Whilst the cost and clinical benefits are compelling, the initial investment required to set up the service can be extremely challenging.

So how do you do it?

The NICE guidance and quality standards can be used as levers to implement change and introduce best working practices to achieve optimal patient outcomes. The optimum route to growing a service will depend on the environment. Successful orthoplastic units in England have grown their service progressively (7, 18). This perspective from cross-trust working in the UK has led us to consider the stepwise approach when clinical priorities must be balanced alongside financial and care quality pressures.

  • Short, medium, and long-term goals must be established and the availability of limited resources recognised.

  • Executive support is key to sponsoring and ensuring the release of management and clinical time and other resources.
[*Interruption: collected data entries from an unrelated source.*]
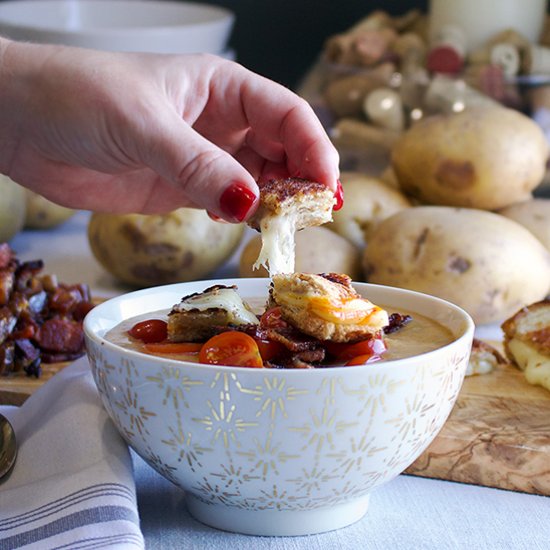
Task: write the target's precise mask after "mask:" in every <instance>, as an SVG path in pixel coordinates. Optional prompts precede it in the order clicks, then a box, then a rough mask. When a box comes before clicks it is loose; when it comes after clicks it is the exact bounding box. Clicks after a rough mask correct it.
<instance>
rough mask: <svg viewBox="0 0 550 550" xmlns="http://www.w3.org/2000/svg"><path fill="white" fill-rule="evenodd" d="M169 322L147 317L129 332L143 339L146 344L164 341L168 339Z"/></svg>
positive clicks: (141, 338) (135, 337) (135, 325)
mask: <svg viewBox="0 0 550 550" xmlns="http://www.w3.org/2000/svg"><path fill="white" fill-rule="evenodd" d="M167 333H168V324H167V323H166V321H163V320H162V319H147V320H145V321H141V322H139V323H136V324H135V325H134V326H133V327H132V328H131V329H130V330H129V331H128V334H129V335H130V336H131V337H132V338H136V339H137V340H141V341H142V342H143V343H144V344H150V343H156V342H162V341H163V340H166V336H167Z"/></svg>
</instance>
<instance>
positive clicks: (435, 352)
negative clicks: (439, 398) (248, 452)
mask: <svg viewBox="0 0 550 550" xmlns="http://www.w3.org/2000/svg"><path fill="white" fill-rule="evenodd" d="M250 282H253V283H255V284H261V282H263V283H264V284H265V285H266V287H267V285H268V284H269V279H268V278H265V277H249V278H244V277H243V278H236V277H235V278H225V279H211V280H209V279H205V280H200V281H188V282H184V283H173V284H168V285H160V286H156V287H149V288H144V289H140V290H134V291H131V292H127V293H124V294H121V295H119V296H115V297H113V298H109V299H107V300H106V301H105V302H102V303H100V304H98V305H96V306H95V307H94V308H93V309H92V310H91V311H90V312H89V313H88V314H87V315H86V317H85V319H84V322H83V329H84V334H85V337H86V338H87V339H90V340H93V341H94V342H95V343H96V344H99V345H100V346H101V347H102V348H107V349H109V350H111V351H119V352H120V351H122V352H123V353H124V355H125V356H126V357H129V358H135V359H140V360H143V359H144V357H151V358H153V361H154V364H155V365H161V366H170V367H171V368H174V367H181V368H185V369H188V368H193V369H195V368H197V369H199V370H204V369H209V370H214V371H216V370H222V371H224V372H246V373H252V372H257V373H259V374H262V375H263V374H265V373H266V371H269V372H273V373H285V374H286V373H289V375H290V376H298V374H297V373H302V374H303V373H308V375H309V376H311V374H312V373H313V372H317V373H335V372H342V370H343V369H344V370H346V371H347V370H348V369H349V368H350V367H343V366H327V367H322V368H316V369H264V368H250V367H237V366H228V365H210V364H204V363H195V362H190V361H180V360H174V359H171V358H164V357H160V356H158V355H152V354H151V355H149V354H145V353H142V352H140V351H137V350H132V349H129V348H124V347H122V346H120V345H118V344H115V343H113V342H111V341H109V340H107V339H106V338H105V337H104V336H100V335H99V334H97V332H96V331H95V330H93V329H92V328H91V326H90V325H91V324H92V322H93V321H94V318H95V317H97V316H99V315H101V312H102V310H103V309H105V308H107V307H113V306H116V305H117V304H118V303H122V302H124V301H125V300H127V299H134V298H139V296H141V295H147V294H151V293H155V292H162V291H170V290H171V289H175V288H177V287H180V286H182V285H191V284H192V285H202V284H204V285H205V287H204V288H208V287H210V286H214V285H231V284H236V285H239V284H247V283H250ZM352 284H353V286H354V288H356V289H357V290H360V289H361V288H363V289H364V288H379V289H383V290H385V291H389V292H395V293H396V294H398V295H399V294H401V295H409V296H413V297H416V298H419V299H421V300H428V301H431V302H435V303H436V304H437V305H439V306H443V307H446V308H448V309H449V310H451V311H453V312H454V313H455V314H458V315H459V316H461V317H462V321H463V323H464V326H463V328H462V329H461V333H460V334H459V335H457V336H454V338H453V340H452V341H451V342H449V343H448V344H445V345H444V346H441V347H439V348H436V349H433V350H430V351H427V352H424V353H419V354H417V355H413V356H410V357H404V358H400V359H388V360H385V361H376V362H374V363H368V364H365V365H355V366H353V371H354V372H358V373H360V372H361V371H366V372H369V373H372V372H373V370H379V371H381V372H384V371H386V370H389V369H392V368H396V367H397V368H399V367H401V366H402V365H403V364H406V363H410V362H411V360H416V359H417V358H423V359H424V358H429V357H430V356H432V355H438V354H446V353H447V350H448V349H449V348H452V347H456V346H459V345H461V343H462V342H463V341H464V340H468V339H469V340H470V341H471V340H473V337H474V330H475V324H474V321H473V319H472V317H471V316H470V314H469V313H467V312H466V311H465V310H464V309H463V308H461V307H460V306H457V305H456V304H453V303H452V302H449V301H448V300H444V299H443V298H439V297H437V296H432V295H431V294H426V293H424V292H418V291H415V290H408V289H404V288H398V287H391V286H387V285H379V284H375V283H363V282H356V281H354V282H353V283H352ZM245 300H246V298H245ZM143 313H144V314H145V313H147V312H146V311H144V312H143ZM123 320H124V319H120V320H119V321H118V323H120V322H122V321H123ZM118 323H116V324H118ZM116 324H114V325H113V326H112V327H110V328H109V329H107V330H110V329H111V328H113V327H115V326H116ZM290 373H293V374H290Z"/></svg>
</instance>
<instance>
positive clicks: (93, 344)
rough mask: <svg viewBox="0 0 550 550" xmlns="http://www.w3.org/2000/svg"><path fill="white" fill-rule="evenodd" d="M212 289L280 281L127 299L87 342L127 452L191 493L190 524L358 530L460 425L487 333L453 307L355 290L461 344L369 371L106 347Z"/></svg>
mask: <svg viewBox="0 0 550 550" xmlns="http://www.w3.org/2000/svg"><path fill="white" fill-rule="evenodd" d="M213 284H237V285H238V287H239V293H240V294H241V296H243V298H245V299H247V298H251V297H256V298H257V297H265V296H267V290H268V280H267V279H237V280H234V281H227V280H221V281H208V282H193V283H184V284H177V285H169V286H165V287H157V288H151V289H146V290H141V291H137V292H132V293H130V294H127V295H124V296H121V297H118V298H114V299H112V300H109V301H108V302H105V303H103V304H101V305H99V306H97V307H96V308H95V309H94V310H92V312H90V314H89V315H88V316H87V318H86V320H85V323H84V330H85V334H86V340H87V349H88V356H89V359H90V363H91V365H92V369H93V372H94V377H95V380H96V383H97V386H98V388H99V391H100V393H101V397H102V399H103V403H104V405H105V407H106V409H107V411H108V412H109V414H110V416H111V418H112V419H113V420H114V422H115V424H116V426H117V427H118V429H119V431H120V433H121V434H122V436H123V437H124V438H125V439H126V441H127V442H128V443H129V444H130V445H131V446H132V447H133V448H134V449H135V450H136V451H137V452H138V453H139V454H140V455H141V456H142V457H143V458H144V459H145V460H146V461H147V462H148V463H149V464H150V465H151V466H152V467H153V468H155V469H156V470H157V471H158V472H160V473H161V474H162V475H164V476H165V477H167V478H168V479H170V480H172V481H173V482H174V483H176V484H177V485H179V486H180V487H182V488H183V489H185V491H186V501H187V504H188V507H189V510H190V511H191V513H192V514H193V515H194V516H195V517H196V518H197V519H199V520H200V521H202V522H204V523H206V524H209V525H211V526H214V527H217V528H221V529H224V530H229V531H237V532H241V533H249V534H255V535H303V534H311V533H319V532H322V531H328V530H332V529H337V528H339V527H343V526H345V525H349V524H351V523H353V522H355V521H357V520H358V519H360V518H361V517H362V516H363V515H364V514H365V512H366V510H367V506H368V502H369V494H370V493H371V491H372V490H373V489H374V488H375V487H378V486H379V485H381V484H383V483H385V482H387V481H389V480H390V479H392V478H394V477H395V476H397V475H398V474H399V473H401V472H402V471H403V470H404V469H405V468H406V467H407V466H409V465H410V464H411V463H412V462H413V461H414V460H415V459H416V458H417V457H418V456H419V455H420V454H421V453H422V452H423V451H424V449H425V448H426V447H427V446H428V445H429V443H430V442H431V441H432V440H433V438H434V437H435V436H436V434H437V433H438V432H439V430H440V429H441V427H442V426H443V423H444V422H445V420H446V419H447V416H448V415H449V413H450V412H451V409H452V407H453V404H454V402H455V399H456V397H457V394H458V392H459V390H460V387H461V384H462V380H463V377H464V372H465V370H466V366H467V363H468V357H469V353H470V347H471V342H472V337H473V331H474V326H473V322H472V320H471V319H470V317H469V316H468V315H467V314H466V313H465V312H464V311H463V310H461V309H460V308H458V307H457V306H454V305H452V304H450V303H448V302H445V301H443V300H440V299H438V298H433V297H430V296H427V295H423V294H419V293H416V292H411V291H408V290H402V289H396V288H389V287H381V286H376V285H368V284H357V285H355V286H356V288H357V290H358V291H359V292H360V293H362V294H363V295H365V296H368V297H369V298H370V299H371V300H372V301H373V302H374V303H380V304H386V305H388V306H393V307H395V310H397V311H399V309H407V310H411V311H413V312H418V313H422V314H424V315H427V316H428V317H431V318H433V319H436V320H438V321H439V322H441V323H443V324H444V325H445V326H447V327H448V328H449V329H450V330H451V331H452V333H453V335H454V337H455V340H454V341H453V342H452V343H451V344H449V345H447V346H445V347H443V348H439V349H437V350H435V351H432V352H429V353H426V354H423V355H419V356H416V357H411V358H408V359H401V360H395V361H388V362H380V363H374V364H371V365H365V366H359V367H348V368H345V367H339V368H338V367H333V368H323V369H317V370H267V369H247V368H233V367H223V366H213V365H199V364H192V363H184V362H175V361H172V360H169V359H165V358H159V357H153V356H149V355H145V354H141V353H139V352H135V351H131V350H127V349H123V348H121V347H119V346H117V345H114V344H112V343H110V342H108V341H106V340H105V339H104V335H105V333H106V332H107V331H108V330H109V329H111V328H112V327H114V326H115V325H117V324H118V323H119V322H120V321H122V320H123V319H127V318H129V317H133V316H135V315H138V314H141V313H145V312H149V311H155V310H158V309H162V308H170V307H171V306H172V305H174V304H175V303H178V302H179V301H180V299H181V298H182V297H183V296H184V295H186V294H190V293H192V292H200V291H202V290H204V289H205V288H206V287H208V286H211V285H213Z"/></svg>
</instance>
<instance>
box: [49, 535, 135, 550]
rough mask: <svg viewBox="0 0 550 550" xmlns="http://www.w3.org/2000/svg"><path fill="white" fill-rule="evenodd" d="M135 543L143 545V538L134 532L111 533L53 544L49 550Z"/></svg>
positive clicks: (107, 545) (99, 546)
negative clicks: (51, 547)
mask: <svg viewBox="0 0 550 550" xmlns="http://www.w3.org/2000/svg"><path fill="white" fill-rule="evenodd" d="M124 543H126V544H135V545H136V546H138V547H139V548H142V547H143V538H142V537H141V536H139V535H136V534H135V533H120V534H118V535H111V536H106V537H89V538H86V539H80V540H77V541H74V542H70V543H68V544H63V545H62V546H54V547H53V548H52V549H51V550H64V549H66V548H70V550H81V549H84V548H88V549H89V548H105V547H106V546H108V547H109V548H113V545H115V544H124Z"/></svg>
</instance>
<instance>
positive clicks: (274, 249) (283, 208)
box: [248, 178, 335, 276]
mask: <svg viewBox="0 0 550 550" xmlns="http://www.w3.org/2000/svg"><path fill="white" fill-rule="evenodd" d="M259 188H260V205H259V207H258V210H257V211H256V213H255V214H254V216H253V217H252V218H251V219H250V220H249V221H248V224H249V225H250V226H251V227H252V228H254V229H257V230H259V231H260V232H261V236H262V247H261V250H260V254H259V256H258V259H257V260H256V262H255V263H254V266H253V267H254V269H258V267H259V266H261V265H263V266H264V267H265V268H266V269H267V270H268V272H269V274H270V275H271V276H273V275H276V274H279V273H293V272H294V256H295V245H294V234H295V232H296V231H299V230H300V229H304V228H305V227H312V226H316V225H322V224H324V223H327V222H329V221H331V220H332V207H333V206H334V203H335V199H334V194H333V192H332V191H331V190H330V189H328V188H327V187H326V186H325V185H323V184H321V183H316V182H312V181H308V180H304V179H300V178H286V179H277V180H275V179H274V180H269V181H267V182H264V183H260V184H259Z"/></svg>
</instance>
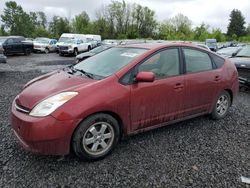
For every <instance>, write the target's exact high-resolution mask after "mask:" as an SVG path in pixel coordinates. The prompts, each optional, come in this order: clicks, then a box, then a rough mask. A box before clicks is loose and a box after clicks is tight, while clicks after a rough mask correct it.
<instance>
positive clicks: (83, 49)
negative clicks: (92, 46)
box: [59, 38, 91, 56]
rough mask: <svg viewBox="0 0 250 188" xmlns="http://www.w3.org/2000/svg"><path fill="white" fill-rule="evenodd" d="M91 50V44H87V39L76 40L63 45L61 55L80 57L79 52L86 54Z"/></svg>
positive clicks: (60, 45)
mask: <svg viewBox="0 0 250 188" xmlns="http://www.w3.org/2000/svg"><path fill="white" fill-rule="evenodd" d="M89 50H91V43H89V42H87V39H86V38H81V39H78V38H75V39H70V40H67V41H65V42H64V43H63V44H62V45H59V54H60V55H64V54H74V55H75V56H77V55H78V53H79V52H85V51H89Z"/></svg>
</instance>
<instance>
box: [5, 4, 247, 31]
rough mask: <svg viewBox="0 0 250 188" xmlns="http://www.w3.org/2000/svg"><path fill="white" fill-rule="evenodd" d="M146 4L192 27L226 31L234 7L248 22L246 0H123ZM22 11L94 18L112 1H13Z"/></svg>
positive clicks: (149, 6)
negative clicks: (80, 15)
mask: <svg viewBox="0 0 250 188" xmlns="http://www.w3.org/2000/svg"><path fill="white" fill-rule="evenodd" d="M6 1H7V0H0V13H2V12H3V8H4V4H5V2H6ZM125 1H126V2H130V3H138V4H141V5H143V6H148V7H149V8H150V9H152V10H154V11H155V13H156V19H157V20H158V21H163V20H165V19H168V18H171V17H173V16H175V15H176V14H178V13H182V14H184V15H185V16H187V17H188V18H189V19H190V20H192V22H193V26H197V25H200V24H201V23H202V22H204V23H205V24H208V25H210V26H211V27H213V28H220V29H222V31H223V32H226V31H227V25H228V22H229V14H230V12H231V11H232V10H233V9H234V8H235V9H239V10H240V11H241V12H242V13H243V15H244V16H245V18H246V22H247V24H246V25H248V24H249V23H250V1H249V0H134V1H133V0H125ZM16 2H17V3H18V4H19V5H21V6H22V7H23V9H24V10H25V11H28V12H29V11H44V12H45V13H46V15H47V17H48V18H51V17H52V16H53V15H59V16H64V17H67V18H73V17H74V15H76V14H79V13H81V12H82V11H83V10H85V11H86V12H87V13H88V14H89V16H90V18H91V19H95V12H96V11H97V10H98V9H100V8H101V7H102V5H106V4H108V3H110V2H111V0H16Z"/></svg>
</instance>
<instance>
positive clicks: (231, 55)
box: [216, 47, 241, 57]
mask: <svg viewBox="0 0 250 188" xmlns="http://www.w3.org/2000/svg"><path fill="white" fill-rule="evenodd" d="M240 50H241V47H227V48H222V49H220V50H218V51H217V52H216V53H217V54H219V55H221V56H223V57H233V56H235V55H236V54H237V53H238V52H239V51H240Z"/></svg>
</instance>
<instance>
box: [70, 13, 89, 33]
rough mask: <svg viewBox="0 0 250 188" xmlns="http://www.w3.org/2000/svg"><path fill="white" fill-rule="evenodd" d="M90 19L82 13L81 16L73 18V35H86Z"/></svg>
mask: <svg viewBox="0 0 250 188" xmlns="http://www.w3.org/2000/svg"><path fill="white" fill-rule="evenodd" d="M89 25H90V19H89V16H88V14H87V13H86V12H85V11H83V12H82V13H81V14H79V15H77V16H75V18H74V19H73V21H72V30H73V32H75V33H83V34H84V33H88V32H89V30H90V28H89Z"/></svg>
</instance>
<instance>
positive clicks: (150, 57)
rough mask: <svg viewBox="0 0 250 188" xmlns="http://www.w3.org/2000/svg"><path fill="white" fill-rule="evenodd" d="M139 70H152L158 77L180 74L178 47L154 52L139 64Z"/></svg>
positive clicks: (142, 70) (150, 70)
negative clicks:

  • Board member appreciation of the goal to provide excellent patient care in line with national guidance.

  • With any collaborative board set-up, central representation from NHS England or equivalent is also required and important so all commissioners are represented.

  • If financial pressures or trust directives become more of a priority, the negotiations for orthoplastic capacity should centre on NICE quality standards and guidance.

  • This requires alignment of the trust(s) strategic objectives with provision of excellent patient care, and the potential for changes within departments, such as addition of staff members, separate business cases that will support not only the case for trauma but more generic need on wards, clinics, and in theatres.

  • Utilise the major trauma peer review process and GIRFT (get it right first time) reviews for plastics and orthopaedic trauma to benchmark progress and facilitate change.

  • Engage those other departments and directorates that have both a key interest and dependency on the service and where an essential partnership and joint working is needed.

  • Raise the risk of the service to the trust for risk register reporting if the service is not appropriately resourced or where patient care may be compromised.

  • Represent the unit nationally at association trauma interest groups and national trauma meetings.

  • Major trauma networks and clinical governance reporting will continue to raise the agenda nationally to the major trauma clinical directorate and TARN.

  • Outcomes and audit must continue to be presented departmentally, hospital-wide, regionally, and nationally, together with publications.


This chapter aims to give insight into the most important prerequisite for the delivery of the Standards: that of the orthoplastic unit. The merits of this set-up have been recognised worldwide, and yet, in the cost-pressured NHS we are yet to achieve this gold standard in all of our major trauma centres throughout England and the rest of the UK.

We have defined what is required, and highlighted the evidence for the need for this combined management. We have highlighted the difficulties encountered. It can take 5 years or more to achieve this standard of care. Delivering optimal outcomes in terms of a functional limb and a rehabilitated patient in a cost-efficient manner remains at the heart of service development and delivery.